昨年の11月1日。

丸4年続けた介護ブログを卒業したはずだった。


そこからの毎日は、穏やかな生活と闘病に専念させてくれると思っていた。


悪性リンパ腫は完全なシロにはならなかったけれど、経過観察で済む程度の有難い結果だったのだ。


ただ昔罹った慢性活動性EBウイルス感染症(EBウイルス)が悪さをし、蚊に刺された所が樹状細胞がんや悪性リンパ腫になってしまう可能性が高いと診断が下った。


ならば蚊に刺されなきゃ良い。


義母、両親から離れ、心はとても軽やかだった。



そんな穏やかな日々は、一瞬の晴れ間の様に私を現実に引き戻して行った。



少し前から母の認知症が酷くなった気がしていた。


それが11月に入ってから急激に認知症が進み、お金の扱いや薬の飲み忘れが出来なくなって行った。

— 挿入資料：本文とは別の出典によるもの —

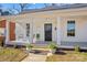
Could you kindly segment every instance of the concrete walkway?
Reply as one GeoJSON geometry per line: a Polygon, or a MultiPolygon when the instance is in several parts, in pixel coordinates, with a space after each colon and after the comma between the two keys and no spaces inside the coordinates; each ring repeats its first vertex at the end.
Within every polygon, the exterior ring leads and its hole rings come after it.
{"type": "Polygon", "coordinates": [[[45,62],[46,55],[30,53],[22,62],[45,62]]]}

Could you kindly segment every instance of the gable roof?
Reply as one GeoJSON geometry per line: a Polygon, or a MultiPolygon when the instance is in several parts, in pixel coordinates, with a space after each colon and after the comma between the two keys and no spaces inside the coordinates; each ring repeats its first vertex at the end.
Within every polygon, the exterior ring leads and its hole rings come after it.
{"type": "Polygon", "coordinates": [[[24,10],[21,12],[23,13],[35,13],[35,12],[43,12],[43,11],[53,11],[53,10],[65,10],[65,9],[77,9],[77,8],[85,8],[87,3],[74,3],[74,4],[63,4],[63,6],[51,6],[42,9],[31,9],[24,10]]]}

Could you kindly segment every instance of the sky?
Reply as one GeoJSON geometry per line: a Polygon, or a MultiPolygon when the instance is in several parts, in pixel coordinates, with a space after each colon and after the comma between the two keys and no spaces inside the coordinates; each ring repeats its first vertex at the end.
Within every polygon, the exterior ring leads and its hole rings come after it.
{"type": "MultiPolygon", "coordinates": [[[[14,9],[18,9],[18,10],[20,9],[20,6],[18,3],[1,3],[1,6],[3,11],[13,10],[13,7],[14,9]]],[[[43,7],[45,7],[44,3],[31,3],[29,9],[40,9],[43,7]]],[[[17,10],[13,10],[13,11],[15,14],[18,13],[17,10]]]]}
{"type": "MultiPolygon", "coordinates": [[[[18,3],[2,3],[2,7],[4,9],[12,8],[13,6],[18,8],[18,3]]],[[[44,7],[44,3],[35,3],[35,4],[31,3],[30,9],[42,8],[42,7],[44,7]]]]}

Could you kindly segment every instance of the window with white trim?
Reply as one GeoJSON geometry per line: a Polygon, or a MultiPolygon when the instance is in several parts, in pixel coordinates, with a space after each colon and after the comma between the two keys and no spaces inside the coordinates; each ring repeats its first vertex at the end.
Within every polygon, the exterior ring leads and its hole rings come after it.
{"type": "Polygon", "coordinates": [[[67,21],[67,36],[75,36],[75,21],[67,21]]]}
{"type": "Polygon", "coordinates": [[[30,23],[26,23],[26,36],[30,36],[30,23]]]}

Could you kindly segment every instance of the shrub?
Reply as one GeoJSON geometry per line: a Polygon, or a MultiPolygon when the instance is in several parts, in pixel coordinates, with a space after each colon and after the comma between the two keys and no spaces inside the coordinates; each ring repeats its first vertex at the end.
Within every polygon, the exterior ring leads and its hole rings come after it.
{"type": "Polygon", "coordinates": [[[50,43],[48,48],[56,50],[57,45],[55,43],[50,43]]]}
{"type": "Polygon", "coordinates": [[[80,47],[78,45],[75,46],[75,52],[80,52],[80,47]]]}
{"type": "Polygon", "coordinates": [[[33,47],[33,45],[32,44],[26,44],[26,47],[30,50],[30,48],[33,47]]]}
{"type": "Polygon", "coordinates": [[[37,40],[40,39],[40,34],[39,34],[39,33],[36,34],[36,39],[37,39],[37,40]]]}

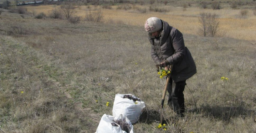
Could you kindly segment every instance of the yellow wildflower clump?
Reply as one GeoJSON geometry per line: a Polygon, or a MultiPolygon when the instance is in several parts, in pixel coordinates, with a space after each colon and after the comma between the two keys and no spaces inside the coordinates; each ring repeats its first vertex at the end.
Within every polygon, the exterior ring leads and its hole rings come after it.
{"type": "Polygon", "coordinates": [[[163,77],[167,76],[168,74],[170,73],[171,73],[171,71],[169,70],[169,69],[165,70],[165,68],[161,68],[160,67],[159,67],[159,71],[157,73],[158,75],[160,75],[160,78],[162,78],[163,77]]]}
{"type": "Polygon", "coordinates": [[[159,124],[158,126],[157,126],[157,128],[158,129],[161,129],[165,131],[166,131],[167,129],[166,127],[166,125],[165,124],[163,124],[162,125],[161,123],[159,124]]]}

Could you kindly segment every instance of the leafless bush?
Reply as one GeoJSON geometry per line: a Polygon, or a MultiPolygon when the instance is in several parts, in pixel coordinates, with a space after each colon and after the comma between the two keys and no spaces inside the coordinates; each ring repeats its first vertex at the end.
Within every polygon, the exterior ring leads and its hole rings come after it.
{"type": "Polygon", "coordinates": [[[61,13],[60,12],[57,10],[56,7],[55,7],[51,11],[49,16],[52,18],[59,18],[61,17],[61,13]]]}
{"type": "Polygon", "coordinates": [[[200,13],[200,16],[199,34],[206,36],[207,33],[209,33],[211,36],[214,36],[218,30],[219,23],[217,15],[203,12],[200,13]]]}
{"type": "Polygon", "coordinates": [[[206,9],[207,8],[207,2],[205,1],[202,1],[201,3],[202,7],[204,9],[206,9]]]}
{"type": "Polygon", "coordinates": [[[110,5],[103,5],[101,6],[102,8],[108,9],[112,9],[112,7],[110,5]]]}
{"type": "Polygon", "coordinates": [[[166,5],[168,3],[168,1],[167,1],[167,0],[165,0],[164,1],[163,1],[163,4],[164,4],[165,5],[166,5]]]}
{"type": "Polygon", "coordinates": [[[2,9],[0,9],[0,15],[1,15],[2,13],[3,12],[3,10],[2,9]]]}
{"type": "Polygon", "coordinates": [[[103,22],[103,16],[101,10],[98,10],[97,12],[92,13],[90,10],[89,10],[88,13],[86,13],[85,20],[95,22],[103,22]]]}
{"type": "Polygon", "coordinates": [[[214,36],[219,28],[219,21],[216,14],[208,13],[207,15],[207,25],[211,36],[214,36]]]}
{"type": "Polygon", "coordinates": [[[221,3],[218,1],[213,1],[212,2],[212,7],[213,10],[219,9],[221,9],[221,3]]]}
{"type": "Polygon", "coordinates": [[[75,13],[75,7],[71,3],[65,2],[60,6],[63,13],[67,19],[69,19],[75,13]]]}
{"type": "Polygon", "coordinates": [[[11,2],[9,0],[6,0],[3,2],[2,6],[4,9],[8,9],[10,4],[11,2]]]}
{"type": "Polygon", "coordinates": [[[125,10],[128,10],[132,9],[132,6],[129,4],[125,4],[118,5],[117,9],[123,9],[125,10]]]}
{"type": "Polygon", "coordinates": [[[25,29],[22,25],[17,25],[12,26],[7,31],[6,31],[8,35],[24,35],[26,34],[25,29]]]}
{"type": "Polygon", "coordinates": [[[41,19],[45,18],[46,16],[46,15],[45,15],[45,14],[43,12],[42,12],[36,15],[35,16],[34,18],[37,18],[38,19],[41,19]]]}
{"type": "Polygon", "coordinates": [[[199,22],[200,24],[199,28],[199,34],[203,34],[204,36],[206,36],[207,33],[207,13],[204,12],[200,13],[200,17],[199,17],[199,22]]]}
{"type": "Polygon", "coordinates": [[[35,15],[35,11],[34,9],[32,9],[29,11],[29,14],[30,15],[31,17],[34,17],[35,15]]]}
{"type": "Polygon", "coordinates": [[[248,11],[247,10],[243,10],[240,11],[240,15],[241,18],[245,18],[247,17],[248,11]]]}
{"type": "Polygon", "coordinates": [[[167,10],[166,9],[158,8],[157,6],[153,7],[152,5],[150,5],[150,6],[149,10],[151,12],[159,12],[161,13],[167,12],[167,10]]]}
{"type": "Polygon", "coordinates": [[[80,23],[82,17],[79,16],[74,16],[70,17],[68,19],[71,24],[77,24],[80,23]]]}
{"type": "Polygon", "coordinates": [[[146,8],[138,8],[137,10],[141,13],[145,13],[147,12],[147,9],[146,8]]]}
{"type": "Polygon", "coordinates": [[[145,3],[144,3],[144,1],[143,0],[141,0],[140,1],[140,4],[141,5],[144,5],[145,3]]]}
{"type": "Polygon", "coordinates": [[[237,8],[237,3],[236,1],[233,1],[231,4],[230,7],[234,9],[236,9],[237,8]]]}
{"type": "Polygon", "coordinates": [[[20,14],[24,14],[27,12],[27,9],[23,6],[18,6],[17,10],[17,13],[20,14]]]}
{"type": "Polygon", "coordinates": [[[150,0],[149,2],[150,4],[152,5],[155,3],[155,0],[150,0]]]}
{"type": "Polygon", "coordinates": [[[183,8],[187,8],[187,6],[188,6],[187,4],[186,3],[184,3],[183,4],[183,8]]]}

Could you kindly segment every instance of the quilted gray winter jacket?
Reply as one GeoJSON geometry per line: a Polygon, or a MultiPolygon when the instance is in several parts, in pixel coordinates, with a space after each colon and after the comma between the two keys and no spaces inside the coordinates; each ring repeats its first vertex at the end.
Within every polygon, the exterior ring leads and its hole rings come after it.
{"type": "Polygon", "coordinates": [[[148,34],[152,58],[157,64],[164,61],[173,65],[171,76],[174,82],[186,80],[197,72],[194,60],[185,46],[182,34],[161,21],[163,27],[159,36],[155,38],[148,34]]]}

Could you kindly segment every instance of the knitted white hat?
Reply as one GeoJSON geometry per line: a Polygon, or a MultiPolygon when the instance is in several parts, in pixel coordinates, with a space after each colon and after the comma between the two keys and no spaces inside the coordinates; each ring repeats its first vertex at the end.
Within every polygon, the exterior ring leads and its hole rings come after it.
{"type": "Polygon", "coordinates": [[[156,17],[151,17],[147,20],[145,24],[145,29],[149,33],[152,33],[162,29],[162,24],[160,19],[156,17]]]}

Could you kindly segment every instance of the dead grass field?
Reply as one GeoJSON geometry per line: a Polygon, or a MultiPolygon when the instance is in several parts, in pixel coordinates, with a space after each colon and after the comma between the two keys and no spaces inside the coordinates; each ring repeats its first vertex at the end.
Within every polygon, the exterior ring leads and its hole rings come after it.
{"type": "MultiPolygon", "coordinates": [[[[128,6],[128,5],[127,5],[128,6]]],[[[132,6],[132,5],[129,6],[132,6]]],[[[88,12],[88,6],[80,6],[76,9],[76,14],[84,18],[88,12]]],[[[89,6],[93,11],[99,10],[100,6],[89,6]]],[[[198,8],[187,8],[183,11],[183,8],[173,6],[163,6],[169,12],[161,13],[147,11],[146,13],[140,13],[135,10],[127,11],[117,10],[117,6],[113,6],[113,9],[101,9],[104,21],[115,22],[126,25],[143,26],[145,20],[152,16],[158,17],[169,22],[170,25],[176,27],[183,33],[197,35],[199,24],[198,17],[200,12],[215,13],[219,17],[220,27],[218,34],[224,36],[238,39],[255,41],[256,30],[256,16],[253,14],[253,10],[248,10],[248,13],[246,19],[240,18],[240,10],[222,9],[213,10],[203,9],[198,8]]],[[[43,12],[48,14],[53,8],[53,5],[28,6],[29,10],[34,9],[38,13],[43,12]]],[[[141,8],[148,8],[148,6],[136,5],[141,8]]],[[[57,7],[57,8],[58,7],[57,7]]]]}
{"type": "MultiPolygon", "coordinates": [[[[23,18],[18,14],[2,13],[0,132],[95,132],[103,114],[112,115],[118,93],[133,94],[146,104],[139,122],[133,125],[135,133],[256,130],[256,44],[252,36],[228,37],[227,31],[225,36],[201,37],[187,31],[196,27],[185,24],[196,22],[184,23],[187,18],[182,14],[153,13],[170,23],[175,21],[165,16],[182,21],[173,25],[184,33],[198,72],[187,82],[184,118],[176,117],[165,103],[166,132],[157,127],[165,81],[157,73],[142,26],[150,14],[102,11],[104,19],[105,13],[111,12],[120,13],[117,16],[120,17],[124,13],[130,16],[122,17],[128,25],[109,24],[107,19],[104,23],[82,21],[73,25],[66,20],[36,19],[28,15],[23,18]],[[128,20],[133,20],[131,18],[137,21],[128,20]],[[7,35],[5,32],[13,26],[23,29],[24,33],[7,35]],[[223,76],[229,79],[222,81],[223,76]],[[106,106],[108,102],[109,106],[106,106]]],[[[112,19],[118,21],[114,17],[112,19]]],[[[247,20],[254,17],[221,20],[229,21],[227,24],[232,24],[228,25],[231,29],[239,25],[237,21],[244,21],[248,31],[244,33],[250,36],[253,31],[248,27],[255,29],[255,25],[247,20]]],[[[243,25],[238,27],[242,29],[243,25]]]]}

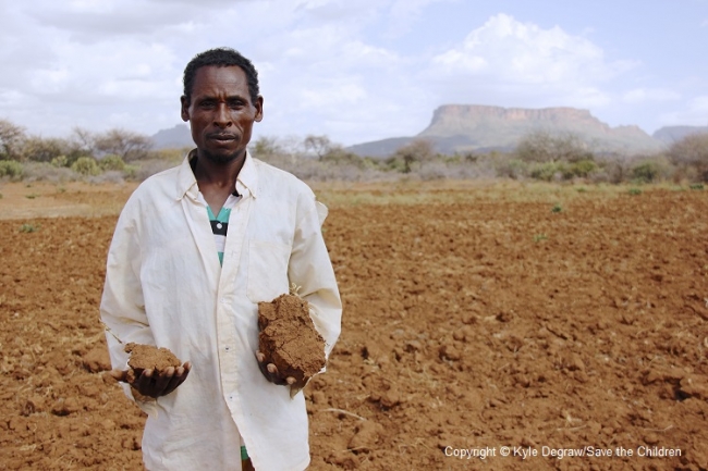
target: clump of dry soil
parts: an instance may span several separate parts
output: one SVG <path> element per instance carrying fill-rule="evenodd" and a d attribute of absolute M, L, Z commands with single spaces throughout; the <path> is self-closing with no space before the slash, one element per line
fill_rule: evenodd
<path fill-rule="evenodd" d="M 325 339 L 309 317 L 306 300 L 281 295 L 258 303 L 259 349 L 283 376 L 295 379 L 300 391 L 325 365 Z"/>
<path fill-rule="evenodd" d="M 182 362 L 169 348 L 157 348 L 152 345 L 143 345 L 130 343 L 125 346 L 125 352 L 131 354 L 127 365 L 131 369 L 127 372 L 129 383 L 133 383 L 143 370 L 154 370 L 159 373 L 170 367 L 179 368 Z"/>

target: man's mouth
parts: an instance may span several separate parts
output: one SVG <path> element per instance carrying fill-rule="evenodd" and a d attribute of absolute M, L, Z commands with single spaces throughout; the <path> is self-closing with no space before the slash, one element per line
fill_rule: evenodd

週2で通っているデイサービスのリーダーさんから、送迎の電話を入れても出ないと連絡が毎回入るようになった。


補聴器を何処に置いたのかも忘れてしまい、探しているうちに通所時間である事も忘れてしまう。


ガラケーの充電切れにも気が付かない。


補聴器を無くしてしまうと、インターホンも電話も母には聞き取れず、母の為に送迎バスに遅れを起こしてしまう。


外に働きに出ている姉では役に立たず、デイの日は母は帰るまで電話が私に入る。


「今日、咲子さん(母)が100万円もお金を持って来てしまって。大金を持って来ない様に言って下さい。」


「今日も咲子さんが大金を持って来てしまって、お耳が遠いからお友達と内緒話のつもりなんでしょうけど、全員に聞かれてしまって。何かあったら困るので、止めさせて下さい。」


リーダーさんの口ぶりはニコやかだけれど、厄介な利用者だと言う空気がひしひしと伝わって来る。


昔から母は、何を心配しているのか何かがあった時に困るからと、100万円以上を持ち歩いていた。


母は初めてのデイの日に、お風呂に付き添ってくれたスタッフさんを引っ掻いてしまい、当初から心象が悪い利用者だった。


補聴器の置き場所、通所バッグに入れる小銭入れ、モグラ叩きのように対応して行っても、母の認知症には追い付け無い。


スマホにデイサービスが表示される度、ため息と胸がつかえる感覚が起きるようになった。